Growing up, Rabbi Julia Neuberger oversaw my Kabalah Torah (the then Liberal equivalent to a barmitzvah) and it seemed strange to go to other shuls to discover men could also be rabbis. And women now hold pretty much every senior position within our movement: Charley Baginsky, chair of the Liberal Rabbinic Conference, Deborah Kahn-Harris, principal of our rabbinic training college, Alex Wright, the senior rabbi of our largest shul, the Liberal Jewish Synagogue in St John’s Wood.

Our movement – founded on the principle of gender equality – is so much stronger for its exercise in practice.

We are able to call on the talents of all the members of our small community, not just half, and we can attract the very best into the rabbinate because there is no ceiling on their ambitions.

Gender equality is one of the core features that distinguishes progressive Judaism from its Orthodox alternatives.

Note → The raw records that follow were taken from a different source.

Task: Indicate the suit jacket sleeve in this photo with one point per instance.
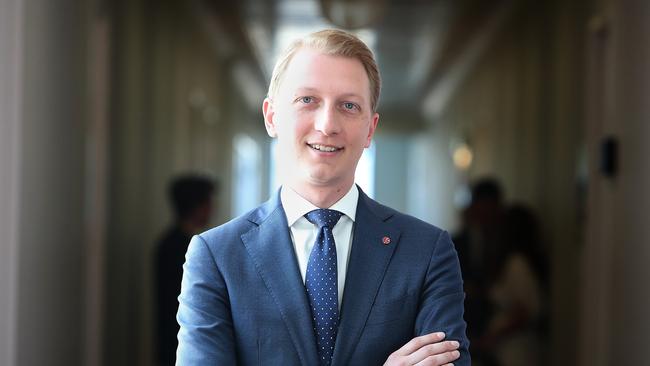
(206, 334)
(442, 307)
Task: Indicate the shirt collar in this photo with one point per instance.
(295, 206)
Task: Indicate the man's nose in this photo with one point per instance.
(327, 121)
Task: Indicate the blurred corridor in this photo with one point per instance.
(104, 103)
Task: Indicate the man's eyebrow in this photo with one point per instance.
(307, 89)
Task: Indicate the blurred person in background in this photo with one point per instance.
(477, 243)
(191, 199)
(516, 330)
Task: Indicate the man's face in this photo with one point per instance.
(322, 119)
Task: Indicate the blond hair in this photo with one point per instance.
(336, 43)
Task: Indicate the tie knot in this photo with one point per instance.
(323, 217)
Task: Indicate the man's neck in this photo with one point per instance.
(321, 196)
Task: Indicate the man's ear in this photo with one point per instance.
(269, 117)
(372, 128)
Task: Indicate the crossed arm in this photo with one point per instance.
(207, 334)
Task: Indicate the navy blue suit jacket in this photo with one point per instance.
(243, 301)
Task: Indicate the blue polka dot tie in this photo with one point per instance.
(321, 283)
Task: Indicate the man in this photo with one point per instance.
(321, 274)
(191, 199)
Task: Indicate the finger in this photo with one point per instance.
(418, 342)
(440, 359)
(432, 350)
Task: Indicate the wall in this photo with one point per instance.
(615, 272)
(43, 172)
(521, 111)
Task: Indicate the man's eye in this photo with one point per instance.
(349, 106)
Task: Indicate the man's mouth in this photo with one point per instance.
(324, 148)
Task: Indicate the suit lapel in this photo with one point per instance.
(369, 259)
(271, 249)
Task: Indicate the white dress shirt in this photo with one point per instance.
(303, 232)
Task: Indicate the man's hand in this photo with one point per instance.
(428, 350)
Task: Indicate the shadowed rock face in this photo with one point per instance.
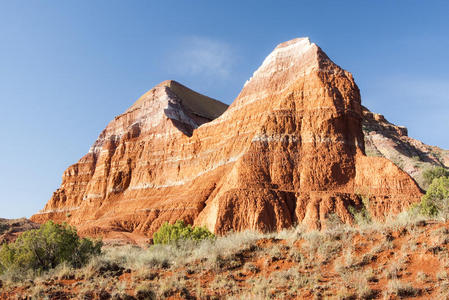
(289, 149)
(385, 139)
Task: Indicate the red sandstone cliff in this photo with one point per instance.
(385, 139)
(289, 149)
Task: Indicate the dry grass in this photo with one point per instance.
(369, 262)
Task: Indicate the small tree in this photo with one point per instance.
(436, 200)
(180, 231)
(42, 249)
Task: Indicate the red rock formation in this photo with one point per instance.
(289, 149)
(385, 139)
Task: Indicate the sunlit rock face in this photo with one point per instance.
(290, 149)
(391, 141)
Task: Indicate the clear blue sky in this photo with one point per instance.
(68, 67)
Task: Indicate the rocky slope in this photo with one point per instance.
(290, 149)
(11, 228)
(385, 139)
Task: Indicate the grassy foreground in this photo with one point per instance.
(403, 258)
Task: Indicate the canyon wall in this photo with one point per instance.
(290, 149)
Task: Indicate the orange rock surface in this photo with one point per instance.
(290, 149)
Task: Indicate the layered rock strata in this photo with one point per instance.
(385, 139)
(290, 149)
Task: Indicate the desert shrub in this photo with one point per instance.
(431, 174)
(436, 200)
(361, 213)
(42, 249)
(168, 233)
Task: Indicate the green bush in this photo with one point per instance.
(42, 249)
(361, 213)
(180, 231)
(436, 200)
(430, 174)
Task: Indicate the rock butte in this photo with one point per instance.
(290, 149)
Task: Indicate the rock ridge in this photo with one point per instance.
(290, 149)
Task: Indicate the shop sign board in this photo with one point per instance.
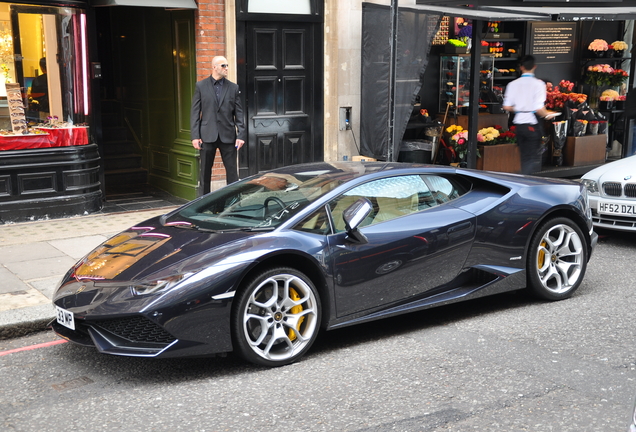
(552, 42)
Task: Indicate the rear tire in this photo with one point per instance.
(276, 317)
(557, 259)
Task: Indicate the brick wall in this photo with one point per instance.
(210, 42)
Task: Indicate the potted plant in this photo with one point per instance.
(498, 150)
(598, 47)
(619, 48)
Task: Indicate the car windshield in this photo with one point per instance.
(254, 204)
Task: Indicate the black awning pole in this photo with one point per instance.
(474, 83)
(390, 152)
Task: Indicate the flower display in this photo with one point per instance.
(453, 129)
(458, 140)
(487, 135)
(598, 45)
(566, 86)
(557, 96)
(507, 137)
(456, 42)
(466, 32)
(609, 95)
(619, 45)
(617, 77)
(599, 74)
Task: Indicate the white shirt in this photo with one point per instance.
(526, 94)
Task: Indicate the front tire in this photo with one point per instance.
(276, 318)
(557, 259)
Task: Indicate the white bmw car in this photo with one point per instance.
(612, 193)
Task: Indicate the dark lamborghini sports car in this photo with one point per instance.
(262, 265)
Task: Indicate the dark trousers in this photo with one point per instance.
(228, 155)
(529, 142)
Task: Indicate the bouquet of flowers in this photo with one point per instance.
(459, 142)
(559, 137)
(619, 46)
(598, 45)
(609, 95)
(456, 42)
(599, 75)
(488, 135)
(579, 127)
(592, 127)
(558, 96)
(508, 137)
(617, 77)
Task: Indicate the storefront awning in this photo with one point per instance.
(532, 13)
(565, 13)
(170, 4)
(492, 14)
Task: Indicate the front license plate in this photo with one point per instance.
(616, 208)
(65, 317)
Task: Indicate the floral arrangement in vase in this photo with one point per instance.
(488, 136)
(609, 95)
(619, 48)
(456, 43)
(557, 96)
(599, 75)
(598, 47)
(507, 137)
(617, 77)
(458, 140)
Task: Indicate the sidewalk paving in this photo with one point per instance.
(35, 255)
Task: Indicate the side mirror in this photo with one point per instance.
(353, 217)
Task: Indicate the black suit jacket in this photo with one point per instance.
(210, 120)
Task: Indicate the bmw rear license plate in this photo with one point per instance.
(617, 208)
(65, 317)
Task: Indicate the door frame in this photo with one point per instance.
(247, 160)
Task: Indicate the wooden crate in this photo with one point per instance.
(500, 157)
(483, 120)
(585, 150)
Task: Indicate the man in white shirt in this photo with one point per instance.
(525, 97)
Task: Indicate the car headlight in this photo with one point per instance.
(158, 285)
(590, 185)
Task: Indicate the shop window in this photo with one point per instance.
(297, 7)
(43, 49)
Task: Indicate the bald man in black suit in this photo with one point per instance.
(216, 121)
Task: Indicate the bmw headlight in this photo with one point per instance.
(164, 284)
(590, 185)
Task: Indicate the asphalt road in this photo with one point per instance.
(504, 363)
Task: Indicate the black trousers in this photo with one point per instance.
(529, 142)
(228, 155)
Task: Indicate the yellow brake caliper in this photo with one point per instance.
(541, 257)
(295, 310)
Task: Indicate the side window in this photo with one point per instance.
(443, 190)
(316, 223)
(391, 197)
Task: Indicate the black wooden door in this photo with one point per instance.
(282, 117)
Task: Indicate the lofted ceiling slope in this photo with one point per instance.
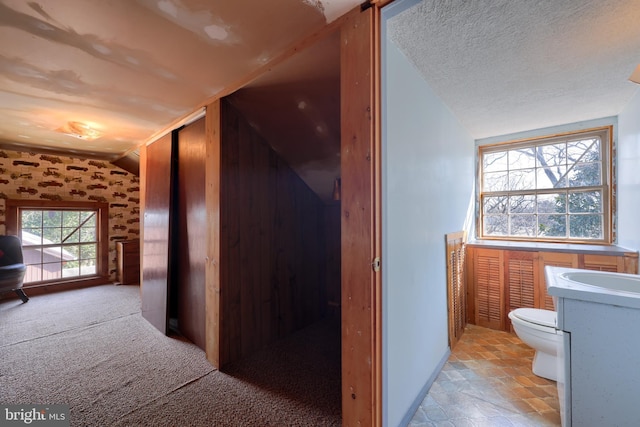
(507, 66)
(131, 69)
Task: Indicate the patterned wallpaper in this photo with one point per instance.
(42, 176)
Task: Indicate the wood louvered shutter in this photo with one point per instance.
(556, 259)
(489, 287)
(521, 280)
(456, 286)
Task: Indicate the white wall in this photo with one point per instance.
(427, 184)
(629, 174)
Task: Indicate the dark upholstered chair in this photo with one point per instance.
(12, 268)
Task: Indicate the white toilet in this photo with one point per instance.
(537, 328)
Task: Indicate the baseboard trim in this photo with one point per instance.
(425, 389)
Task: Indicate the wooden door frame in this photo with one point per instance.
(361, 304)
(361, 218)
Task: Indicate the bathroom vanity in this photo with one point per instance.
(599, 356)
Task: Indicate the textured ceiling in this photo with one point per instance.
(505, 66)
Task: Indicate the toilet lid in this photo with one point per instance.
(537, 316)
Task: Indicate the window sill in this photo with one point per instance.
(573, 248)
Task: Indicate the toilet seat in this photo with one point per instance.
(546, 318)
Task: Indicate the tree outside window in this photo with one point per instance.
(554, 189)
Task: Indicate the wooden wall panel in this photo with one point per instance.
(332, 243)
(272, 248)
(155, 255)
(190, 238)
(361, 346)
(213, 232)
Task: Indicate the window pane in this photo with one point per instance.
(522, 179)
(552, 155)
(523, 225)
(551, 188)
(496, 225)
(88, 234)
(585, 226)
(51, 235)
(586, 201)
(552, 203)
(492, 162)
(585, 174)
(71, 253)
(552, 177)
(51, 271)
(87, 251)
(31, 219)
(586, 150)
(523, 158)
(495, 205)
(495, 181)
(31, 236)
(88, 218)
(70, 219)
(51, 218)
(522, 204)
(32, 255)
(88, 266)
(71, 269)
(552, 225)
(71, 235)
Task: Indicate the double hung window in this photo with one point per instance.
(553, 189)
(61, 241)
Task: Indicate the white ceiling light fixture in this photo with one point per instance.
(81, 131)
(635, 76)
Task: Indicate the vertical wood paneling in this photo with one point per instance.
(489, 288)
(155, 261)
(456, 286)
(521, 281)
(332, 243)
(213, 190)
(191, 240)
(522, 278)
(272, 250)
(361, 366)
(230, 240)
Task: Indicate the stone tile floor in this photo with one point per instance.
(487, 381)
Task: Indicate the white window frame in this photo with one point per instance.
(605, 134)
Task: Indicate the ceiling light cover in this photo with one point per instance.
(80, 130)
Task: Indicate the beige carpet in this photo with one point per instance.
(92, 349)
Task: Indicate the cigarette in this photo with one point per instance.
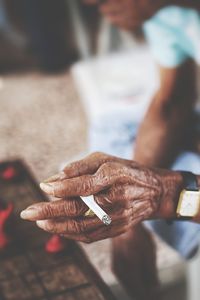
(97, 210)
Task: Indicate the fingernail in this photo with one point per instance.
(29, 213)
(54, 177)
(46, 187)
(40, 224)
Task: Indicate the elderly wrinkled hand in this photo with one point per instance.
(128, 192)
(127, 14)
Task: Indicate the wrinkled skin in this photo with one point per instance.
(127, 14)
(128, 192)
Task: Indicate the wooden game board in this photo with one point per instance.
(27, 272)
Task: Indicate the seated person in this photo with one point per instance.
(162, 132)
(130, 193)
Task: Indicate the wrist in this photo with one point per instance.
(172, 185)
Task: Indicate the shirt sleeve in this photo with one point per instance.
(164, 40)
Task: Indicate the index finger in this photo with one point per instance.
(86, 185)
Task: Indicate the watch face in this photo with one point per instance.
(189, 203)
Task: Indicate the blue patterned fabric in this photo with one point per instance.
(173, 34)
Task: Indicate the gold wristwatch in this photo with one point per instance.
(189, 201)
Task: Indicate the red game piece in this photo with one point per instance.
(55, 244)
(4, 216)
(9, 173)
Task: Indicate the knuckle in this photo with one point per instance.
(47, 210)
(125, 216)
(87, 240)
(79, 227)
(49, 226)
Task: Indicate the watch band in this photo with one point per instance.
(189, 185)
(189, 181)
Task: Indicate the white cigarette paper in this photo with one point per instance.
(99, 212)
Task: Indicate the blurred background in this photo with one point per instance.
(66, 77)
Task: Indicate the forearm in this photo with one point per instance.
(163, 130)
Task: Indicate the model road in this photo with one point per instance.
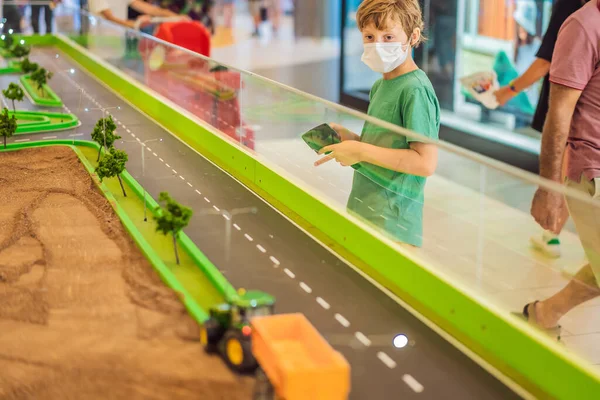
(270, 253)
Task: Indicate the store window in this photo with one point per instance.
(464, 37)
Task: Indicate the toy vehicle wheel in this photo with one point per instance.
(210, 333)
(263, 389)
(237, 352)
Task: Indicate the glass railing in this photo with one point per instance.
(470, 222)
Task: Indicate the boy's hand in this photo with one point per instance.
(343, 133)
(503, 95)
(346, 153)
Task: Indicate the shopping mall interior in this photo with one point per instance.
(297, 67)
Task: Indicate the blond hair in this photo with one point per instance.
(381, 12)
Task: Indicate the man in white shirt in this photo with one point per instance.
(116, 11)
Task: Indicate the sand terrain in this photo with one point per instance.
(82, 313)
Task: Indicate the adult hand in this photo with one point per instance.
(346, 153)
(549, 210)
(503, 95)
(343, 133)
(143, 20)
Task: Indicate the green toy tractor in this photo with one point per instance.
(227, 331)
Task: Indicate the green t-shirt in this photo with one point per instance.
(393, 201)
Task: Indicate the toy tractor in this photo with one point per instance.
(227, 331)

In some respects, it would be a shame to lose what in marketing jargon is an important unique selling point and yet that would be to diminish the contribution that women have to make across the denominations.

I hope the work of the increasing band of feminists within the Orthodox movement will bring about a change of attitudes there, too, so women have the opportunity to play a greater role in our religion, whichever denomination they choose.

Because if they can, all Judaism will be stronger. And if the Church of England can do it, then maybe it is no dream.